6 of 7 people found the following review helpful
A good, if rather academic study into the art of gaming.,
By A Customer
This review is from: Trigger Happy: The Inner Life of Videogames (Paperback)
This 'revised' edition of Steven Poole's work makes an interesting read for anyone fascinated in the relatively short history of gaming. The decrease in price, plus the inclusion of coverage of Sony's PlayStation 2 launch certainly make it more attractive than the previous edition. The book is fairly comprehensive, covering gaming hardware through the ages, how gaming dynamics have changed (for better and worse) and who were the major players in this evolution. This approach makes it fairly generic, but Poole handles the themes well, using discussions with major luminaries such as Jeremy Smith of Tomb Raider fame and reflecting on how he believes games can be made better.

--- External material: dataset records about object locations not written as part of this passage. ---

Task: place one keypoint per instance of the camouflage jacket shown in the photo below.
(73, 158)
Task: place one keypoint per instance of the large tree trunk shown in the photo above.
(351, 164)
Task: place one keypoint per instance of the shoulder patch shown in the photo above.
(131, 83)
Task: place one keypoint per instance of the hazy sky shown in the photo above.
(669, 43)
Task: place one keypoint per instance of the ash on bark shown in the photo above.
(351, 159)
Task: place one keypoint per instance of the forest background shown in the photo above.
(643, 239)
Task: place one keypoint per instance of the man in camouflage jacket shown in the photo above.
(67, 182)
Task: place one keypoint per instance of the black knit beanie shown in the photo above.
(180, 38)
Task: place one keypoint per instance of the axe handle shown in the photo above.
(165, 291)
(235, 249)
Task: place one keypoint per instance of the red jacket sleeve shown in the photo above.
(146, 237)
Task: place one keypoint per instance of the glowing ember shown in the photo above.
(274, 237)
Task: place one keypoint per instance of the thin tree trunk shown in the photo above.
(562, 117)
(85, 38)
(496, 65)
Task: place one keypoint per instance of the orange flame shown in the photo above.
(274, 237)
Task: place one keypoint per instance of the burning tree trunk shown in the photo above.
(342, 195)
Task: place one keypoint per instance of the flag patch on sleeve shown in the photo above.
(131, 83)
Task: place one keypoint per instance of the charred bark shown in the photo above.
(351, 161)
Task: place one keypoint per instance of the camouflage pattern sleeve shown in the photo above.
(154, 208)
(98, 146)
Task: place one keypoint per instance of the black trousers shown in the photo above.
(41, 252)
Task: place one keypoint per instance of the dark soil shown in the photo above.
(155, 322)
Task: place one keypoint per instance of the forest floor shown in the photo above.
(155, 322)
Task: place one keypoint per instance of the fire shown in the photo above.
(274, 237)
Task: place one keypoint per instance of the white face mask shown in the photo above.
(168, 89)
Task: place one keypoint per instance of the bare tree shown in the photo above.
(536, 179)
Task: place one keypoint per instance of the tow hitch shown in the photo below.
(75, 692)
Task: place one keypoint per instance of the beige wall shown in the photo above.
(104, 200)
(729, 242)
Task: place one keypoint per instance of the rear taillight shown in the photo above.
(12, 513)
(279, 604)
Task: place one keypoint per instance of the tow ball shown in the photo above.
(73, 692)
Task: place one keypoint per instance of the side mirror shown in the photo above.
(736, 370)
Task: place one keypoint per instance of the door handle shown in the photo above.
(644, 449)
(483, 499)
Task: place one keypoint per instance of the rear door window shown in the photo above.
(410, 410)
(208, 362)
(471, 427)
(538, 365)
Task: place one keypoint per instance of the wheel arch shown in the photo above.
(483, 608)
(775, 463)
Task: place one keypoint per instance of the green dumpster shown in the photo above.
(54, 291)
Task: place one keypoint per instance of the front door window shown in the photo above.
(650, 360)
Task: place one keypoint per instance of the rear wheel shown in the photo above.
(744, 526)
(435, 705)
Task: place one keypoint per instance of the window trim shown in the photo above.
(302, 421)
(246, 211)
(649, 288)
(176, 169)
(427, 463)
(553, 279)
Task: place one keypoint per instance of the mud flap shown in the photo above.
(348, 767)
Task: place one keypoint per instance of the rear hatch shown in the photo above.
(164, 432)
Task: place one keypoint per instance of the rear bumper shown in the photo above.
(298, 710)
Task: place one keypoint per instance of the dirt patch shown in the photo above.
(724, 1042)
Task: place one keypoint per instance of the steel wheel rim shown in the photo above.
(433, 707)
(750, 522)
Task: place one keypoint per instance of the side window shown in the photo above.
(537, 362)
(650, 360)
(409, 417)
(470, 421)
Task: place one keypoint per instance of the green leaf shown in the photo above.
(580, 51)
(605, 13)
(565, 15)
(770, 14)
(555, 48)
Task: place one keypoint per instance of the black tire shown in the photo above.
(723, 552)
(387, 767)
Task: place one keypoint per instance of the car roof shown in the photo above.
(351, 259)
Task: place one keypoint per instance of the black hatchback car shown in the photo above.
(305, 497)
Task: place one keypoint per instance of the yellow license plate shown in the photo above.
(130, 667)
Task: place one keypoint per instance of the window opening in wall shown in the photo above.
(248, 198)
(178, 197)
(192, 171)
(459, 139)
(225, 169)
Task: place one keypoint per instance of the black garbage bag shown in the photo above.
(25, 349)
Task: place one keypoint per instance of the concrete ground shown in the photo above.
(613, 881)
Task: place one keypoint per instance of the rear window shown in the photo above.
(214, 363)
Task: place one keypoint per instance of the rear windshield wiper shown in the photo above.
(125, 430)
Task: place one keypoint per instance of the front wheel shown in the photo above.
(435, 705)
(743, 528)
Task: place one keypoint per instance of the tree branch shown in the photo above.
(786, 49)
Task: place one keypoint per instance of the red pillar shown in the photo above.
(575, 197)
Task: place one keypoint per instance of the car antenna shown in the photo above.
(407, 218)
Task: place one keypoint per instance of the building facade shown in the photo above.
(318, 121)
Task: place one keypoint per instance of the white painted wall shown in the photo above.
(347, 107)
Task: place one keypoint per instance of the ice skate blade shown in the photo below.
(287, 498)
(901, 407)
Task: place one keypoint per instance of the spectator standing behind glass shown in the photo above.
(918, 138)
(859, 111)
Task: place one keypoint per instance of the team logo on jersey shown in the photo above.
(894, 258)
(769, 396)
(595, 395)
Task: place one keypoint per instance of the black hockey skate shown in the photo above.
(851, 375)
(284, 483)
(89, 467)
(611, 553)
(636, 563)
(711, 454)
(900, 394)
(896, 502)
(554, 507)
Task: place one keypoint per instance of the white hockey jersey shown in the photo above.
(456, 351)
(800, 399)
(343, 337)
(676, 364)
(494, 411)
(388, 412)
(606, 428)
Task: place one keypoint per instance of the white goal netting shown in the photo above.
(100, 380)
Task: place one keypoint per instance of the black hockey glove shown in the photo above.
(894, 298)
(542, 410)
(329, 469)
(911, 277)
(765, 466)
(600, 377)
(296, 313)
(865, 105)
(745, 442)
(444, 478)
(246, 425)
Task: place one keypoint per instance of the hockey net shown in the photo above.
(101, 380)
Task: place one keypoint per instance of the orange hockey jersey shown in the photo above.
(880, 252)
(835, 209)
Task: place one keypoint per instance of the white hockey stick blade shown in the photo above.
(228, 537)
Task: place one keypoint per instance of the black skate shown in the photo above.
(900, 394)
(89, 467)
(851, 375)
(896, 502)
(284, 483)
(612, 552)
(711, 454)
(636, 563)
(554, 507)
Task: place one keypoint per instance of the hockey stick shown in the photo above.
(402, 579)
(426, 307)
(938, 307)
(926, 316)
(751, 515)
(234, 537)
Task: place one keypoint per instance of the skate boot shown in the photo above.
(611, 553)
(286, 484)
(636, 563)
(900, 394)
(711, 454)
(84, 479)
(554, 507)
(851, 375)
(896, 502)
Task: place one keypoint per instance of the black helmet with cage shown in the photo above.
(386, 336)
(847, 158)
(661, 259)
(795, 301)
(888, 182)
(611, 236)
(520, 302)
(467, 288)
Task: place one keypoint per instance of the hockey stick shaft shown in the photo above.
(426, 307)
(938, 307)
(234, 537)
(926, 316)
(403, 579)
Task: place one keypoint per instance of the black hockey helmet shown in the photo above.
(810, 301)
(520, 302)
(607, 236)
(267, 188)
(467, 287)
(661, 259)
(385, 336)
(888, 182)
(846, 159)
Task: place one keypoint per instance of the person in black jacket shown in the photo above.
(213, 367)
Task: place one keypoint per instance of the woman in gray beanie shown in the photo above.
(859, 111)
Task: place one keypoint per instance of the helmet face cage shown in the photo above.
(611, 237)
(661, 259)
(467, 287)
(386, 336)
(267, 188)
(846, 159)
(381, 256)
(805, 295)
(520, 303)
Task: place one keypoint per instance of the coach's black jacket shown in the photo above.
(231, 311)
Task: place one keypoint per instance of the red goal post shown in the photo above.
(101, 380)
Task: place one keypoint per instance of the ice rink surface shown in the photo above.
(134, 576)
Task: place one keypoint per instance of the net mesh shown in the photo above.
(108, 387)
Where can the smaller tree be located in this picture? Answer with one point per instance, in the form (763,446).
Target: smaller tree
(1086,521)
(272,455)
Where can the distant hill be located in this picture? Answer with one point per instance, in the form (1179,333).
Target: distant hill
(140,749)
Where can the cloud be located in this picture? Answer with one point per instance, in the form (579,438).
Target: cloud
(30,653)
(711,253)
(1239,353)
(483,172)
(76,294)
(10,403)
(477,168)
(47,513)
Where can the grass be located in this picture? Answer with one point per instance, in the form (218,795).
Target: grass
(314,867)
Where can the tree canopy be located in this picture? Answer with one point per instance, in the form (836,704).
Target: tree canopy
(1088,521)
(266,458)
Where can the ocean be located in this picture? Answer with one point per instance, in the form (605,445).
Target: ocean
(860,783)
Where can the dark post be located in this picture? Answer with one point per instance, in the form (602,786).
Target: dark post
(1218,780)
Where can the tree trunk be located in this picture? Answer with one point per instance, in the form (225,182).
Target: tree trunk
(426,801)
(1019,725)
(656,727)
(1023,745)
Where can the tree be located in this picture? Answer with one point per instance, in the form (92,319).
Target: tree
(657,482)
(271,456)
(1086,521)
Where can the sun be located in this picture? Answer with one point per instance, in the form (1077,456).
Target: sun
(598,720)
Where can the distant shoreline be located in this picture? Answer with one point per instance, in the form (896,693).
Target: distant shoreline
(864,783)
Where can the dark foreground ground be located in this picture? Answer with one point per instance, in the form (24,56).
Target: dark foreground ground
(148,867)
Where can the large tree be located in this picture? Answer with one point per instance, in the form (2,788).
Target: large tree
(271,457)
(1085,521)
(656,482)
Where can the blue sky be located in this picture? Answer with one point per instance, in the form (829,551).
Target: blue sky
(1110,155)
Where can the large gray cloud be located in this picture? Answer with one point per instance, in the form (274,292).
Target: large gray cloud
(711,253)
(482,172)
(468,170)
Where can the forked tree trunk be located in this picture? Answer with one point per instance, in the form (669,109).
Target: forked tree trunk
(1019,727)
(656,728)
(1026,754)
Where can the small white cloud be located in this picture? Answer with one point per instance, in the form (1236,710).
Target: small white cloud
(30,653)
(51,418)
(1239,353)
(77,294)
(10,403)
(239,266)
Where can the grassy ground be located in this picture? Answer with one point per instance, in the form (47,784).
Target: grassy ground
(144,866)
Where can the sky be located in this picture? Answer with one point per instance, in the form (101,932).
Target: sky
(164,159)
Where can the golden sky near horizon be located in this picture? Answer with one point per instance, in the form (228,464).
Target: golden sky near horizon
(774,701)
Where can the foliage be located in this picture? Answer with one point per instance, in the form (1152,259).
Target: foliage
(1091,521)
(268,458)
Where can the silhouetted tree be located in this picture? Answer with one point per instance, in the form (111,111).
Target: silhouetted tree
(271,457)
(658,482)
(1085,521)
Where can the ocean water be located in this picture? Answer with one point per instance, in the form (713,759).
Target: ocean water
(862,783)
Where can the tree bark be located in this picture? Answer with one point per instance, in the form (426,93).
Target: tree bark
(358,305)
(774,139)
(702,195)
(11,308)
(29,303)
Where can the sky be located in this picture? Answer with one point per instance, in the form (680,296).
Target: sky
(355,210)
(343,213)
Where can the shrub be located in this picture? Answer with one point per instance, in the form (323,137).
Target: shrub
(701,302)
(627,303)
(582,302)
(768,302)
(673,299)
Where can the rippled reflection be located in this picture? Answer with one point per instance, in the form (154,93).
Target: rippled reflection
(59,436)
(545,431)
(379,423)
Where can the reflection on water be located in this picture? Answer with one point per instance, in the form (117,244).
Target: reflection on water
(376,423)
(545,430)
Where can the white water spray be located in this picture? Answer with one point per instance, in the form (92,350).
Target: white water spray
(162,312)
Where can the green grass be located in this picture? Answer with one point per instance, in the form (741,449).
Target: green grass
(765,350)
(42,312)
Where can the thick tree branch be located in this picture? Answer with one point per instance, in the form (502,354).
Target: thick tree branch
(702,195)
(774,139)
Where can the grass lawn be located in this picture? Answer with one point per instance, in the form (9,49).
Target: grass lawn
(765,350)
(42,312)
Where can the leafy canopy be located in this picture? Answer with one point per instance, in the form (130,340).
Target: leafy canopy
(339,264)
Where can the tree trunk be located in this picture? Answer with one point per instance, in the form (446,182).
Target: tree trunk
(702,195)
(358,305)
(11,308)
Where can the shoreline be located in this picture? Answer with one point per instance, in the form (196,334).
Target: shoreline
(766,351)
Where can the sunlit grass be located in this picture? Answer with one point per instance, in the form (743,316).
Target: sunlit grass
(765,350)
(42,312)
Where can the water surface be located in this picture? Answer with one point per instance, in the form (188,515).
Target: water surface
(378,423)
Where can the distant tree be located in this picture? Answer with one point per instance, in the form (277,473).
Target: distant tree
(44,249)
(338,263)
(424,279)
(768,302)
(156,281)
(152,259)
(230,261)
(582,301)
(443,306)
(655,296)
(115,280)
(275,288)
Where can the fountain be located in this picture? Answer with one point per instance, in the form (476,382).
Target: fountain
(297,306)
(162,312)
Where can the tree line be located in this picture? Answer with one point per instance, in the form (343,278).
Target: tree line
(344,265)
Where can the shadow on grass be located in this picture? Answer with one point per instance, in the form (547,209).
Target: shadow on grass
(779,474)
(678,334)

Because of this it may not capture an unforgettable period in as much detail as David Sheff's Game Over (which handled Nintendo's business up to the birth of the SNES console), but Poole's enthusiasm is contagious, and his knowledge and experience unquestionable. Where he lets himself down is in his persistence in exemplifying certain basic examples of the genres; Tomb Raider and Resident Evil are constantly referenced, it seems, simply because they are good games with one or more major and easy-to-spot flaws. However, apart from the aforementioned Game Over and The First Quarter by Steven L. Kent (available from Amazon.com on import, and perhaps the most appealing book ever to cover the topic), this work is something that should still be in any discerning gamer's collection.